Sidang yang telah memasuki agenda ke-10 (sepuluh) ini telah mendengarkan keterangan dari Direktur Jenderal Informasi dan Komunikasi Publik Kementerian Kominfo Usman Kansong pada sidang (11/10), menurutnya ketentuan UU a quo bukan ketentuan yang sumir untuk ditafsirkan karena rumusannya sudah sangat jelas.
Kuasa hukum Dewan Pers selaku Pihak terkait menyampaikan apabila organisasi pers menyusun aturan menurut versi masing-masing, akan berdampak pada kekacauan dan ketidakpastian hukum.
Ketua Persatuan Wartawan Indonesia (PWI) Atal S Depari (11/1) dan Kuasa Hukum dari LBH Pers yang mewakili Aliansi Jurnalis Independen (AJI) menyatakan bahwa UU Pers sama sekali tidak mengalami kerugian konstitusional maupun kerugian operasional dengan adanya pasal yang diuji.
“Asosiasi Media Siber Indonesia (AMSI), dan Ikatan Jurnalis Televisi Indonesia (IJTI) menyatakan pasal yang diujikan tidak bertentangan dengan konstitusi. Namun, apabila norma pasal tersebut berubah sesuai yang diminta oleh Pemohon, maka akan membuat ketentuan pasal-pasal a quo justru menjadi tidak jelas dan sumir,” ujarnya.
Sidang Pengujian UU Pers juga telah mendengarkan keterangan Saksi Pemohon (26/1) yakni Ketua Sindikat Wartawan Indonesia (SWI) Dedik Sugianto dan Hika Transisia selaku Sekretaris Umum DPP Jurnalis Nasional Indonesia (JNI).
Keduanya mengatakan adanya ketidakjelasan tafsir dalam UU Pers mengakibatkan pihaknya tidak dapat menentukan dan menyusun peraturan-peraturan di bidang pers.

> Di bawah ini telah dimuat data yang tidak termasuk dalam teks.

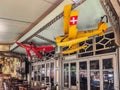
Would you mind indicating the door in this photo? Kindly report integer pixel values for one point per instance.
(94, 73)
(70, 80)
(98, 73)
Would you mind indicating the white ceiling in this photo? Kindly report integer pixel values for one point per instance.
(16, 16)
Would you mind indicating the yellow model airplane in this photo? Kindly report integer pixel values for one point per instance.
(72, 36)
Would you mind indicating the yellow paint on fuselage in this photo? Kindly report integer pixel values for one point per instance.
(72, 36)
(71, 50)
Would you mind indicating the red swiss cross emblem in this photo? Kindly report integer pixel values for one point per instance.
(73, 20)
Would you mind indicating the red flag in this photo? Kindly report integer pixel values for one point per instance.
(73, 20)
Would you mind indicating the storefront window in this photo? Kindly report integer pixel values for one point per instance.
(66, 75)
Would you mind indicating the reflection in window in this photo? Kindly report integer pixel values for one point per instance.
(94, 64)
(83, 75)
(108, 80)
(107, 63)
(52, 74)
(47, 72)
(95, 80)
(73, 74)
(83, 65)
(66, 75)
(43, 72)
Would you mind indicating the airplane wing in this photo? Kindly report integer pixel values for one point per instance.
(28, 53)
(36, 53)
(22, 45)
(67, 11)
(45, 48)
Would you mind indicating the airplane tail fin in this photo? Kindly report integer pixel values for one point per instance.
(67, 10)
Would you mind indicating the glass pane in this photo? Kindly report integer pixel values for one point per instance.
(94, 64)
(83, 65)
(107, 63)
(47, 72)
(95, 80)
(108, 80)
(83, 75)
(66, 75)
(73, 74)
(43, 72)
(52, 74)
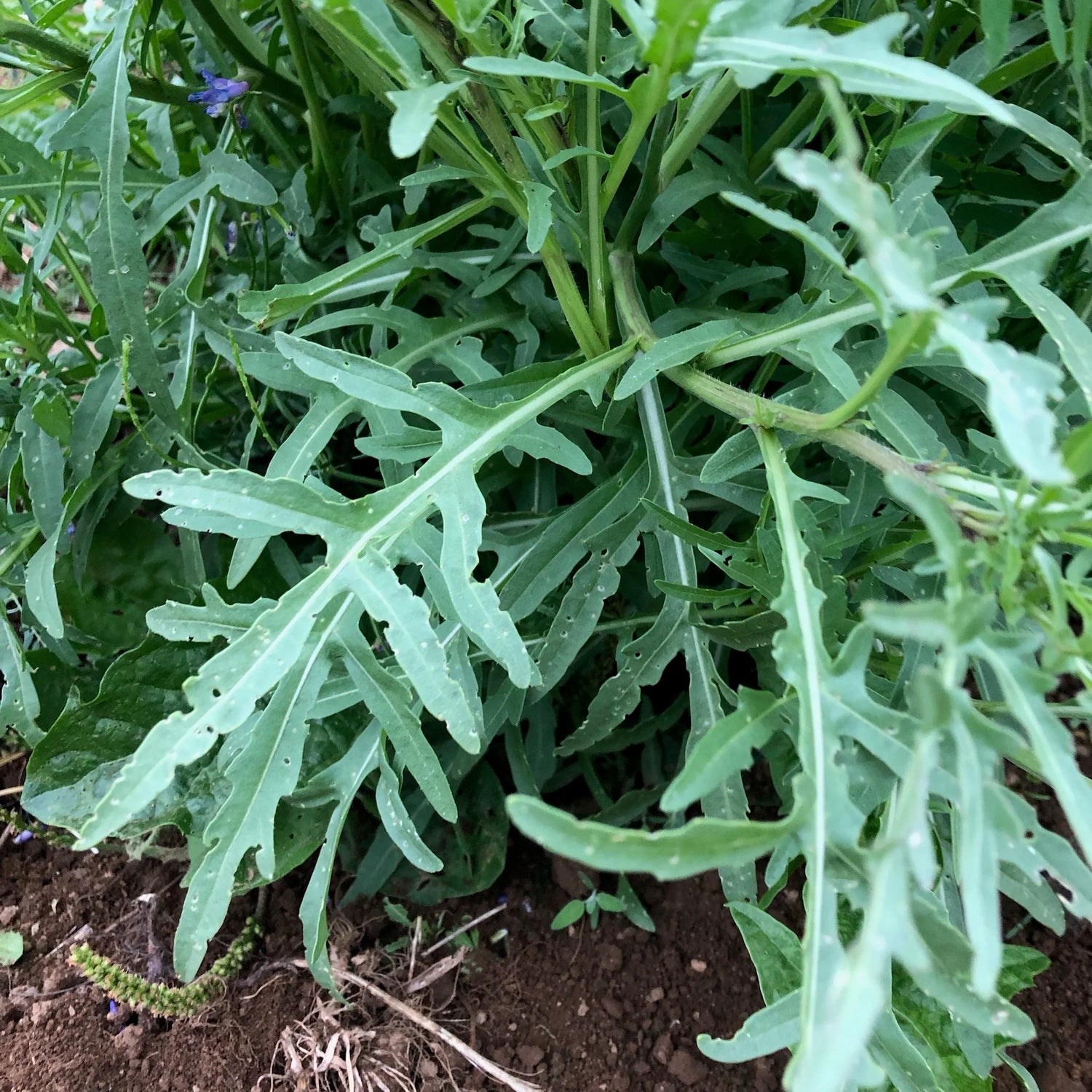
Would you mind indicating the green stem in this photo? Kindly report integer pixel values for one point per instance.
(904, 336)
(746, 408)
(803, 114)
(650, 183)
(768, 414)
(633, 318)
(703, 115)
(649, 106)
(591, 175)
(12, 553)
(316, 118)
(79, 61)
(934, 30)
(589, 338)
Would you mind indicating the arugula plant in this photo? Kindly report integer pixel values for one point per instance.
(406, 401)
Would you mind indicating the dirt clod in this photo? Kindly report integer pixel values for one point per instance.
(611, 958)
(663, 1048)
(530, 1056)
(686, 1068)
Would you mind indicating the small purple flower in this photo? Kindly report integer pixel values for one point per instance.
(218, 93)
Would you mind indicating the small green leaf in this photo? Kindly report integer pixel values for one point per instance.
(415, 114)
(11, 947)
(569, 914)
(539, 216)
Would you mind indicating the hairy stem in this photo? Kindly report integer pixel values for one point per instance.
(904, 336)
(316, 117)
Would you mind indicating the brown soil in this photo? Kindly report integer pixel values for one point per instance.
(609, 1010)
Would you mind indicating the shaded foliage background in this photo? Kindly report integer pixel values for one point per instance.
(408, 403)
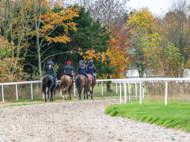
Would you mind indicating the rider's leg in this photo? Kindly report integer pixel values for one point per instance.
(87, 82)
(72, 77)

Anggota Komisi III DPR RI Supriansa menyebutkan bahwa peraturan pada Dewan Pers berisi tentang kesepakatan yang telah diambil secara bersama-sama dan berlaku atas keinginan sukarela dari organisasi pers, perusahaan pers, dan wartawan yang menjadi bagian dari Dewan Pers tersebut hal ini bertujuan untuk menjaga kualitas profesi pers.
Dalam persidangan ini, MK juga mendengarkan Ahli dari Pihak Terkait, Bagir Manan. Bagir menjelaskan bahwa seluruh petunjuk yang dibuat oleh Dewan Pers disusun atas persetujuan bersama dan penegakan peraturan serta pedoman dan keputusannya diserahkan pada satuan komunitas, jadi Dewan Pers tidak menegakkan aturan sendiri.
Turut mendengarkan Effendi Gazali dan Rajab Ritonga selaku Ahli Pihak Terkait. Kedua Ahli yang merupakan pakar komunikasi dari Universitas Indonesia dan Universitas Gunadarma mengatakan bahwa pada intinya Pemohon ingin tergabung menjadi Dewan Pers tidak lain sebagai suatu upaya untuk menegakkan kode etik yang sejalan dengan UU pers.
Lebih lanjut, UU Pers merupakan anugerah bagi pers nasional. Sebab, kehadirannya menandai kemerdekaan pers nasional setelah 32 tahun dalam pengendalian pemerintah.
Bambang Sardono selaku saksi Pihak Terkait yang merupakan bagian dari Panitia Kerja Pembahasan UU Pers mengatakan bahwa Dewan Pers memiliki posisi mewakili negara untuk menjaga pers nasional.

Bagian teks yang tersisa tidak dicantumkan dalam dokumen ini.